Emissions and topographic effects on column CO₂ (X_CO2) variations, with a focus on the Southern California Megacity

Within the California South Coast Air Basin (SoCAB), X_CO2 varies significantly due to atmospheric dynamics and the nonuniform distribution of sources. X_CO2 measurements within the basin have seasonal variation compared to the “background” due primarily to dynamics, or the origins of air masses coming into the basin. We observe basin-background differences that are in close agreement for three observing systems: Total Carbon Column Observing Network (TCCON) 2.3 ± 1.2 ppm, Orbiting Carbon Observatory-2 (OCO-2) 2.4 ± 1.5 ppm, and Greenhouse gases Observing Satellite 2.4 ± 1.6 ppm(errors are 1σ). We further observe persistent significant differences (~0.9 ppm) in X_CO2 between two TCCON sites located only 9 km apart within the SoCAB. We estimate that 20% (± 1σ confidence interval (CI): 0%, 58%) of the variance is explained by a difference in elevation using a full physics and emissions model and 36% (± 1 σ CI: 10%, 101%) using a simple, fixed mixed layer model. This effect arises in the presence of a sharp gradient in any species (here we focus on CO₂) between the mixed layer (ML) and free troposphere. Column differences between nearby locations arise when the change in elevation is greater than the change in ML height. This affects the fraction of atmosphere that is in the ML above each site. We show that such topographic effects produce significant variation in X_CO2 across the SoCAB as well.
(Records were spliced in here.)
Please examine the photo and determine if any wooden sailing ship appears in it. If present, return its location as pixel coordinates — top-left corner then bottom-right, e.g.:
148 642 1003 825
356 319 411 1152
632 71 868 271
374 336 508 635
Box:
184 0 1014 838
Plain Language Summary Cities persistently have elevated carbon dioxide (CO₂) levels as compared to surrounding regions. Within a city CO₂ levels can also vary significantly at different locations for reasons such as more CO₂ being emitted in some parts than others. Elevated column CO₂ levels in the South Coast Air Basin (SoCAB) are in agreement for three observation systems (two satellite and one ground-based) systems and vary with regional wind patterns throughout the year. In Pasadena, California, within the SoCAB, a significant fraction (about 25%) of variation in the column-averaged CO₂ can be explained by differences in surface altitude. This is important to understand so that all variations in column CO₂ within an urban region are not mistakenly interpreted as being from CO₂ surface fluxes.